Crazy prop bets taking place at the World Series of Poker
When six-figure paydays are the third reason the biggest name poker players want to win a World Series of Poker event you know there is something wild going on. Obviously for players making 7-8-figures every year, winning a few hundred thousand in a poker tournament is probably a little low on the priority list -some first-place prize-money is less than a single buy-in for the games that take place daily in Bobby’s Room-and most fans figure that it’s winning a WSOP bracelet that drives them.
However, after Tom Dwan’s second-place finish showed, for many Poker Pros there is a lot more on the line than the bracelet. By all accounts Dwan lost millions in side-bet action when he was unable to win his first WSOP bracelet. So how much was Dwan going to rake in for a WSOP win?

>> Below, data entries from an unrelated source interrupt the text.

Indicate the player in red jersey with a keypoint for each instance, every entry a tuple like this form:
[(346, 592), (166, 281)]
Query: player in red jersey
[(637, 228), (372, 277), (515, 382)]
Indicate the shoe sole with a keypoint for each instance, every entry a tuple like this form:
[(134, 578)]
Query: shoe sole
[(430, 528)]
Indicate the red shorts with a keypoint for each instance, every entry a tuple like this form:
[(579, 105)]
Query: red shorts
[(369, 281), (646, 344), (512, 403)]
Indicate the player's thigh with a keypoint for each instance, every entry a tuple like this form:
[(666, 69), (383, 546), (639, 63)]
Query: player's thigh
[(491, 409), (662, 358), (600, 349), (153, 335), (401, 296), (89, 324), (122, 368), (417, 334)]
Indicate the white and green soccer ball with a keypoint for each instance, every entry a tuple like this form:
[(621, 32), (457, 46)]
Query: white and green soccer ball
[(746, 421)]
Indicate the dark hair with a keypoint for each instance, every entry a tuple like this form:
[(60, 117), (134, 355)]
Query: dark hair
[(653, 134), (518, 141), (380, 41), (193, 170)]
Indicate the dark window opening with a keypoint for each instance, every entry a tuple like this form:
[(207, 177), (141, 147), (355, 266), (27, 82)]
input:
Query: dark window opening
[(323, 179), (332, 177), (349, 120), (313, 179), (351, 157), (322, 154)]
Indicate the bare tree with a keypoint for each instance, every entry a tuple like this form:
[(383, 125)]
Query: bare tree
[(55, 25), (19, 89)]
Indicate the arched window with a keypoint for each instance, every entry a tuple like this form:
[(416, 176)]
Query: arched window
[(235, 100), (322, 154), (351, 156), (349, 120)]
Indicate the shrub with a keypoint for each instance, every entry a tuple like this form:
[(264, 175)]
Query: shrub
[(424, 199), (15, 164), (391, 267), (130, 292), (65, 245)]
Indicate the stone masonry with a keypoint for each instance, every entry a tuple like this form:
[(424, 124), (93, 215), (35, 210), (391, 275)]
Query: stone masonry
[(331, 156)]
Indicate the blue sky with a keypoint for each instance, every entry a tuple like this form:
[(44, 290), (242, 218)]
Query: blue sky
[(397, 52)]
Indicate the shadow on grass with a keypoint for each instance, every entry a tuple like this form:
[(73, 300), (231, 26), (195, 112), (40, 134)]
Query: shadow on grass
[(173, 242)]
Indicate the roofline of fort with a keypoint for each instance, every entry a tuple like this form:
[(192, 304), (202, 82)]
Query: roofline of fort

Numbers anywhere from $9 million to $15 million have been circulating around the Rio and on the Internet, with Mike Matusow -who had a bit of his own money in on the bet– putting the figure at $12.5 million according to Poker News’s Nicole Gordon.
Erik Seidel took to his Twitter account saying, “durrrr was a player away from winning the Main Event of the WSOP 5 months early.”
On his Full Contact Poker blog Daniel Negreanu posted, “Durrr has made tons of side bets for this years WSOP and if he is to win a bracelet he’ll pocket enough money to bank and live off for life. Well, normal people could live off that kind of money for life, but I guess with a sicko like Durrr you never know!”
Dwan himself summed up his action to Card Player Magazine: “I have a bunch of money bet to win a bracelet… I have a bunch of money bet to win two bracelets in three years. Those are both really huge bets. Then I have a ton of other bets relating to the series. A bunch of those are ‘most amount cashed,’ which I’m looking in good shape for after yesterday because I won $380,000 or something. So I made $380,000 or whatever that the Rio’s giving me, I think I had 20 percent in cross books, I think I made another $100,000 in side bets on that tourney and I probably made another $400,000 to 500,000 in equity, so … it wasn’t a bad day and today I can say I wasn’t complaining about it. However, yesterday after I busted out, I was very close to my having a much, much better day. I was kind of tilted.”
So, how pervasive are these 7-figure prop bets becoming? In the same piece on Poker News, Gordon points to a$5 million wager between Howard Lederer and Phil Ivey; and with players taking part in every bracelet event it would definitely seem that there is more money at stake at the 2010 WSOP than the official prize-pools!